Lionesses fever swept through the country like a magnet over the summer months, attracting generations of new fans at an overwhelming rate. Yet for White, her Lionesses tenure was reaching its natural conclusion. It was a decision she took before the tournament commenced.

“I’d already made the decision to retire pre-tournament. It looks a bit better that we won it, doesn’t it? I’d thought about it for a little while. I told very few people because I didn’t want sad eyes watching me thinking ‘this is the last time’.

“My husband was bawling his eyes out. He’s been there through a lot of it, same as my mum and dad. It was very emotional for me. It was amazing to see them in the crowd and for them to experience the raw emotion with me. It was the perfect moment for me to retire.”

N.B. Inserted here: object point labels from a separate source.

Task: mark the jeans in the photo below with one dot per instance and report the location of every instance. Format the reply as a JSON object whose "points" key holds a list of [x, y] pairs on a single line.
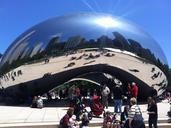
{"points": [[118, 106], [152, 121]]}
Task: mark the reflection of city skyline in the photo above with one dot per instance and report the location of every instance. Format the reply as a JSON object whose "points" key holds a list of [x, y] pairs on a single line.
{"points": [[64, 27], [56, 48]]}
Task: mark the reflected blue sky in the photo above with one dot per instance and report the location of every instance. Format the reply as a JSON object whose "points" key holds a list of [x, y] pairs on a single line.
{"points": [[18, 15]]}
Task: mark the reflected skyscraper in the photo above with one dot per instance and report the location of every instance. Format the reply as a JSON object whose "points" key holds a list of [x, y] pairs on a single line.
{"points": [[82, 46]]}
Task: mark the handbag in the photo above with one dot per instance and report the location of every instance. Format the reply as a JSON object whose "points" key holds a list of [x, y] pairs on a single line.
{"points": [[138, 116]]}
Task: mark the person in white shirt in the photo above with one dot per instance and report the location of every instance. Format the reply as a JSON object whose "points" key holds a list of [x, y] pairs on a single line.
{"points": [[105, 93]]}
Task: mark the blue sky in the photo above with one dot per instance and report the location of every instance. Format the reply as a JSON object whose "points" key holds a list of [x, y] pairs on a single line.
{"points": [[154, 16]]}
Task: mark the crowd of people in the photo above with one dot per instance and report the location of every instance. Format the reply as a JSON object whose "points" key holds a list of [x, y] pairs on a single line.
{"points": [[130, 117]]}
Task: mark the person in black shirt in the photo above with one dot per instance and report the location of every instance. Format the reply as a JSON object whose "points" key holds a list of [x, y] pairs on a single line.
{"points": [[124, 118], [117, 92], [153, 114]]}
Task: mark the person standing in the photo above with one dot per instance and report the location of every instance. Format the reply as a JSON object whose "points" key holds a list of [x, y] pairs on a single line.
{"points": [[64, 122], [153, 114], [117, 92], [135, 119], [134, 90], [105, 93]]}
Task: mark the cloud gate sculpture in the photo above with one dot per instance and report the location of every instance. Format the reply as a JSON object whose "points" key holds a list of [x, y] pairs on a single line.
{"points": [[81, 46]]}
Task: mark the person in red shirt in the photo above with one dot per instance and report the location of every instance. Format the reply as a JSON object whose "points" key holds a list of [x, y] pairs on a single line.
{"points": [[134, 90], [64, 122], [77, 91]]}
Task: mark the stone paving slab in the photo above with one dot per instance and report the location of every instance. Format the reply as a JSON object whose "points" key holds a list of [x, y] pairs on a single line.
{"points": [[11, 116]]}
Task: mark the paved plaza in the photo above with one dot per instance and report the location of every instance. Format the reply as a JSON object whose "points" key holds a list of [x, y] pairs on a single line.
{"points": [[49, 117]]}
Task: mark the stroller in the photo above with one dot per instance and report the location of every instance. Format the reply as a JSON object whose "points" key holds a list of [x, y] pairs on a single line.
{"points": [[79, 108], [96, 107]]}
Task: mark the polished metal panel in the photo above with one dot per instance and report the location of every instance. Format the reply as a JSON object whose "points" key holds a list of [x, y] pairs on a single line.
{"points": [[79, 41]]}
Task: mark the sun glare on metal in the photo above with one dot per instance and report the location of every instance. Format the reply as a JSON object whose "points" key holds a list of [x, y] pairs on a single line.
{"points": [[107, 22]]}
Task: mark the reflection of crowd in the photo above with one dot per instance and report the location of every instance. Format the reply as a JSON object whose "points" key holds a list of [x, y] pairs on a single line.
{"points": [[11, 75], [37, 102]]}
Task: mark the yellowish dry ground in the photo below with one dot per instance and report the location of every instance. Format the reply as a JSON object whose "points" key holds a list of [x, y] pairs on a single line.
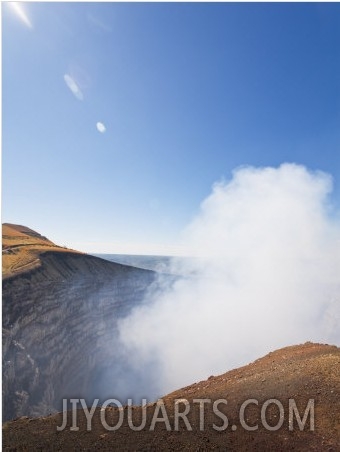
{"points": [[22, 248]]}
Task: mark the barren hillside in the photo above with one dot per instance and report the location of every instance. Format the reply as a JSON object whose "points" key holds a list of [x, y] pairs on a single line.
{"points": [[309, 372]]}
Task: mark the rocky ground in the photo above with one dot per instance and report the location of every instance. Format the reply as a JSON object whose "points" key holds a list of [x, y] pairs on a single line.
{"points": [[307, 374]]}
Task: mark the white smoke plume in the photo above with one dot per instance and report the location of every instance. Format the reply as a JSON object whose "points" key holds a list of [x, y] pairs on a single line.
{"points": [[266, 274]]}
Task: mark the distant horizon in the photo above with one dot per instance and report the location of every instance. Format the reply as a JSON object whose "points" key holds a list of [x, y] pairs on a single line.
{"points": [[119, 119]]}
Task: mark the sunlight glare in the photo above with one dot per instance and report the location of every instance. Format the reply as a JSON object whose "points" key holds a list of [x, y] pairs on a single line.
{"points": [[17, 8]]}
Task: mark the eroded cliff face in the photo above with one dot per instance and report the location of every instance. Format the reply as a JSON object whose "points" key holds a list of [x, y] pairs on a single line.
{"points": [[59, 329]]}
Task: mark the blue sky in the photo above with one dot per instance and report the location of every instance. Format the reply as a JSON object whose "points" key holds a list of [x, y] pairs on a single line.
{"points": [[186, 93]]}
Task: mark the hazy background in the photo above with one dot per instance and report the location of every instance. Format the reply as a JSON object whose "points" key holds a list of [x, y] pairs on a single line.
{"points": [[265, 275], [118, 118]]}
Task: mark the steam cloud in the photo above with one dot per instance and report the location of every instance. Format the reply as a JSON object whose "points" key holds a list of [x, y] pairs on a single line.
{"points": [[266, 274]]}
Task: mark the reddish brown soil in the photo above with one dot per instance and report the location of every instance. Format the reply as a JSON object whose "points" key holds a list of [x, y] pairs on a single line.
{"points": [[304, 372]]}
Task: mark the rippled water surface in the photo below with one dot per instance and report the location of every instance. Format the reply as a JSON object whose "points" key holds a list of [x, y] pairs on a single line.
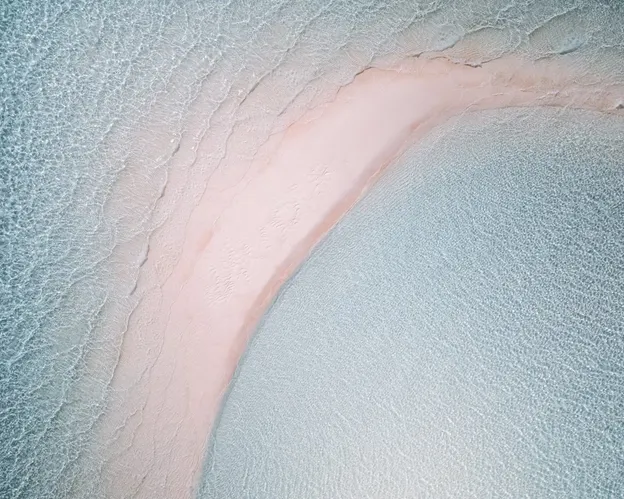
{"points": [[458, 335]]}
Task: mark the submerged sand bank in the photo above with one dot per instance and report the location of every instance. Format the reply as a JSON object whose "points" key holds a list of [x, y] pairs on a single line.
{"points": [[258, 219]]}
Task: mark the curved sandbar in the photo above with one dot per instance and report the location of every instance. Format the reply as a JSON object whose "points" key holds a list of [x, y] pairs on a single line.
{"points": [[257, 220]]}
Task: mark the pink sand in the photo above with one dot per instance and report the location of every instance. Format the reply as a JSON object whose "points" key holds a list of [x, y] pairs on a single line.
{"points": [[256, 222]]}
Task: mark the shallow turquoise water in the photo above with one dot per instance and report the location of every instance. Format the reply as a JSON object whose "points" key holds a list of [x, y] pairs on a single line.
{"points": [[458, 334], [81, 181]]}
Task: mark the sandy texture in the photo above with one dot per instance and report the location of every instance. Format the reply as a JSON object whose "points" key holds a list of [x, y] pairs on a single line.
{"points": [[257, 220]]}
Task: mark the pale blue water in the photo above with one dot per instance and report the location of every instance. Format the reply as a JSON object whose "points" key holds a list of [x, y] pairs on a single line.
{"points": [[459, 334], [81, 183]]}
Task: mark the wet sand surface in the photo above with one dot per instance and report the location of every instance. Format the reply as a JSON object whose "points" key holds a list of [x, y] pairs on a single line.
{"points": [[256, 222]]}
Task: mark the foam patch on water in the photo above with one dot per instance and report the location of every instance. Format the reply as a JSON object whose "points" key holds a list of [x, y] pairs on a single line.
{"points": [[114, 117]]}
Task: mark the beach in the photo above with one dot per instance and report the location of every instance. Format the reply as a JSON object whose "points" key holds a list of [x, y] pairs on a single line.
{"points": [[260, 215]]}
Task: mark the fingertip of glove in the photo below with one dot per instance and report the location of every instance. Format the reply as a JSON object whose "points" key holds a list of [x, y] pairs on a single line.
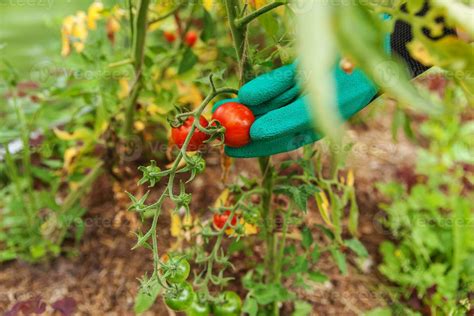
{"points": [[221, 102], [268, 86]]}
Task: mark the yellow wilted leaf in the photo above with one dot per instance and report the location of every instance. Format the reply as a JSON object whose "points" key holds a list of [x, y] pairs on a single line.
{"points": [[66, 31], [250, 229], [420, 53], [175, 228], [324, 198], [222, 199], [94, 14], [350, 178], [79, 134], [208, 4], [79, 31], [112, 27]]}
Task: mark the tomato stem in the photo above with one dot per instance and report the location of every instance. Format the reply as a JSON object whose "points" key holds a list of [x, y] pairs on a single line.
{"points": [[139, 29]]}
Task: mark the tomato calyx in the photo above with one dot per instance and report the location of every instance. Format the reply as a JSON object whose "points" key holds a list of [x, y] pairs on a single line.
{"points": [[228, 304], [199, 307], [181, 129], [237, 120], [179, 297], [175, 269]]}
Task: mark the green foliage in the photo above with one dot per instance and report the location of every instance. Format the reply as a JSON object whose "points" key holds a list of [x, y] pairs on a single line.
{"points": [[432, 220]]}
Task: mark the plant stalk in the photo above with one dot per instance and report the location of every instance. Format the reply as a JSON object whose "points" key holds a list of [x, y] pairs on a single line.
{"points": [[238, 27], [140, 26]]}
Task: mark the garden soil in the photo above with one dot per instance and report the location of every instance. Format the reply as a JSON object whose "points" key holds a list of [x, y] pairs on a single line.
{"points": [[99, 277]]}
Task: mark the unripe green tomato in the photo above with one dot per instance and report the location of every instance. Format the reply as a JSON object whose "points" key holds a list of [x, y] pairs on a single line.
{"points": [[231, 305], [198, 308], [177, 269], [180, 298]]}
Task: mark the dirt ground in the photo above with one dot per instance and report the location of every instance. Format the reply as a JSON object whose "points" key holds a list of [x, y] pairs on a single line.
{"points": [[101, 279]]}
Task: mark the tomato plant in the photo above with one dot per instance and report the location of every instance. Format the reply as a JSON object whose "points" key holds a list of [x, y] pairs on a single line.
{"points": [[170, 36], [179, 297], [228, 304], [191, 38], [176, 269], [219, 220], [237, 120], [199, 307], [179, 134]]}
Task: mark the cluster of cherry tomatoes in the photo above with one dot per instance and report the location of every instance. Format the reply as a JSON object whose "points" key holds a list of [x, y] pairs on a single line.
{"points": [[235, 117], [181, 296], [190, 38]]}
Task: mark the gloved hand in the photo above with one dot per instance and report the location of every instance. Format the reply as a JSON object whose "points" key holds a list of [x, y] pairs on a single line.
{"points": [[283, 121]]}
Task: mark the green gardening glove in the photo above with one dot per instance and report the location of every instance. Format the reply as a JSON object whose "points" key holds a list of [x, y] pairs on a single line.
{"points": [[283, 122]]}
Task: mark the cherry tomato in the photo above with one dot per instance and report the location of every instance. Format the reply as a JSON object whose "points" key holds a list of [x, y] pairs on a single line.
{"points": [[169, 36], [237, 120], [176, 269], [180, 297], [179, 134], [198, 308], [219, 220], [230, 305], [191, 38]]}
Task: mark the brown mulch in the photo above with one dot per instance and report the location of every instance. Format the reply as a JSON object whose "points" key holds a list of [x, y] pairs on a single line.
{"points": [[102, 277]]}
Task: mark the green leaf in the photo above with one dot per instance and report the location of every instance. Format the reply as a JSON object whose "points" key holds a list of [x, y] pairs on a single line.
{"points": [[315, 254], [340, 260], [302, 308], [356, 246], [209, 27], [146, 297], [379, 312], [250, 306], [317, 276], [307, 240], [188, 61]]}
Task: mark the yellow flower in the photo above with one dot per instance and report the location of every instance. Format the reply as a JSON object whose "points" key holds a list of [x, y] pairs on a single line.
{"points": [[250, 229], [94, 14], [74, 33], [113, 26]]}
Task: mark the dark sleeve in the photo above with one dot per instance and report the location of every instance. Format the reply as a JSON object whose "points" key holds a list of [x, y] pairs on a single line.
{"points": [[402, 34]]}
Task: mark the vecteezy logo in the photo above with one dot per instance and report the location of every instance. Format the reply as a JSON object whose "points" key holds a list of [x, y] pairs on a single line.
{"points": [[45, 71], [302, 6], [387, 72]]}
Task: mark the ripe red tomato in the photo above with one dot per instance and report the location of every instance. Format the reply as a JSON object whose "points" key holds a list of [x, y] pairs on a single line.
{"points": [[237, 120], [219, 220], [191, 38], [169, 36], [179, 134]]}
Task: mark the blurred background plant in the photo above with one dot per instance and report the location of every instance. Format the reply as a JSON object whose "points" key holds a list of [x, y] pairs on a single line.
{"points": [[66, 103]]}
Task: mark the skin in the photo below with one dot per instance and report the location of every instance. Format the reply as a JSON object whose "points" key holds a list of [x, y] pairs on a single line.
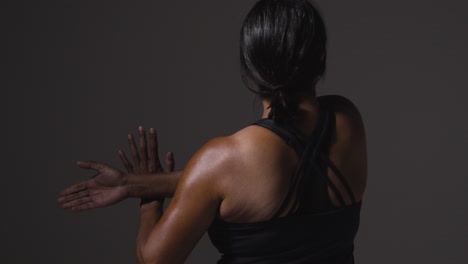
{"points": [[239, 178]]}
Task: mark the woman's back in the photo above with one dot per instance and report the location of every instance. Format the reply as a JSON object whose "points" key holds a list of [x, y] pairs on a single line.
{"points": [[259, 187], [264, 219]]}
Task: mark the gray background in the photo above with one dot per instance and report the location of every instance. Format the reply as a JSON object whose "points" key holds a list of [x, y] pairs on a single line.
{"points": [[79, 75]]}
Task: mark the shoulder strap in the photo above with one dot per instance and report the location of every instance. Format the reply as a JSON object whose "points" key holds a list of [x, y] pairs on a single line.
{"points": [[310, 152], [287, 135]]}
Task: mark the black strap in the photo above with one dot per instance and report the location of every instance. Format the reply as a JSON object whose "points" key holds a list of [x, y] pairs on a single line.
{"points": [[311, 147], [287, 135], [341, 178]]}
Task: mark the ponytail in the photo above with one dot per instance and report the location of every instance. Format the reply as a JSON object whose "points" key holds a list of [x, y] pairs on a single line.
{"points": [[282, 52]]}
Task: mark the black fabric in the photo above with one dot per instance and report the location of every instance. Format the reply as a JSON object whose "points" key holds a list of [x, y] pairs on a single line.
{"points": [[313, 231]]}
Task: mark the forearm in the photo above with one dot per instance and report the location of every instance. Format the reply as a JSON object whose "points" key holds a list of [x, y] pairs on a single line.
{"points": [[150, 213], [152, 185]]}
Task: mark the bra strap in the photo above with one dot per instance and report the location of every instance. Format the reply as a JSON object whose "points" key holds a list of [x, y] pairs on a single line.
{"points": [[311, 147]]}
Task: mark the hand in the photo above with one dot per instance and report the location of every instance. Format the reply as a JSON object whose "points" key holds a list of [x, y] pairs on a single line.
{"points": [[145, 164], [105, 188]]}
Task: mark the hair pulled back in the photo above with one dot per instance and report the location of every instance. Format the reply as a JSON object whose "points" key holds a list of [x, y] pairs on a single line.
{"points": [[282, 52]]}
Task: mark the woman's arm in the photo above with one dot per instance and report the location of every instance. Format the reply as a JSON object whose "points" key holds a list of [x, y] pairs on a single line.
{"points": [[150, 209], [194, 206], [111, 186]]}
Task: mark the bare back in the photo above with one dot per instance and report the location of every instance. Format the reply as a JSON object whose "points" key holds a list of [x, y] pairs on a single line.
{"points": [[267, 163]]}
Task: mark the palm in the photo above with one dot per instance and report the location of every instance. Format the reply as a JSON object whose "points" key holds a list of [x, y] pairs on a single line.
{"points": [[104, 189]]}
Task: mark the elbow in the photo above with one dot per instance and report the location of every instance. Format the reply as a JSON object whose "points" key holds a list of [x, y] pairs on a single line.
{"points": [[146, 257]]}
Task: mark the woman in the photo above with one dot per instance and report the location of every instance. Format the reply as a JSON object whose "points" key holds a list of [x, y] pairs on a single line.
{"points": [[286, 189]]}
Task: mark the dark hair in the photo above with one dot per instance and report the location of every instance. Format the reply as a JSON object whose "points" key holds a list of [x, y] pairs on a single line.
{"points": [[282, 51]]}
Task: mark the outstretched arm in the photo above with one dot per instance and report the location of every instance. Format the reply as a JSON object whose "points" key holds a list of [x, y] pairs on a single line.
{"points": [[110, 186], [193, 208]]}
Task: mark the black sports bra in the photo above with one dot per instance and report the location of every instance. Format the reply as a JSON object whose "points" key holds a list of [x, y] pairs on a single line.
{"points": [[316, 232]]}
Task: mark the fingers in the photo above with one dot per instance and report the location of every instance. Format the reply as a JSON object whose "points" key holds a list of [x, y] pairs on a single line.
{"points": [[170, 163], [143, 147], [154, 152], [89, 165], [133, 150], [83, 207], [77, 202], [71, 197], [74, 188], [124, 159]]}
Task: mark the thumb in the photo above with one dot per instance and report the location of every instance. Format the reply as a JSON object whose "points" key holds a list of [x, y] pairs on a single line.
{"points": [[170, 163], [90, 165]]}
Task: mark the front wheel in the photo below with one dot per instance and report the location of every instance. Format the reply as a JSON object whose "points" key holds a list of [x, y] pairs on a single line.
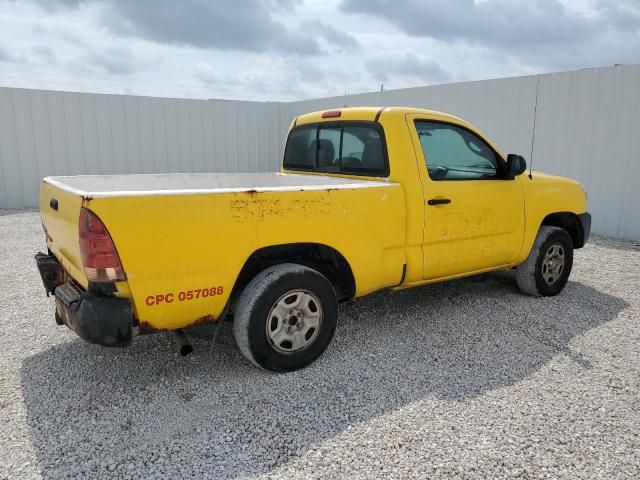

When quizzed about England’s prospects for the future, she smirked and replied: “I can say what I want now.” New beginnings are on the horizon for White, and for England, but the two have parted ways for the final time. Her legacy, however, will continue to be at the forefront of positive change in the sport. Speaking as the Lionesses’ “biggest fan”, she finished by saying: “This summer has transformed the way people look at us.

“We’re a force to be reckoned with under Sarina. The way we play, the style we play, and the mentality. We’re ruthless. Perhaps they haven’t seen that in an England team before. For years we’ve been like ‘we want to win something’. Now we have.

“I obviously want them to go on and win more trophies. I believe that they can. It won’t be easy [at the World Cup in 2023], but I’ve got my full faith in them. I’m the biggest fan ever!”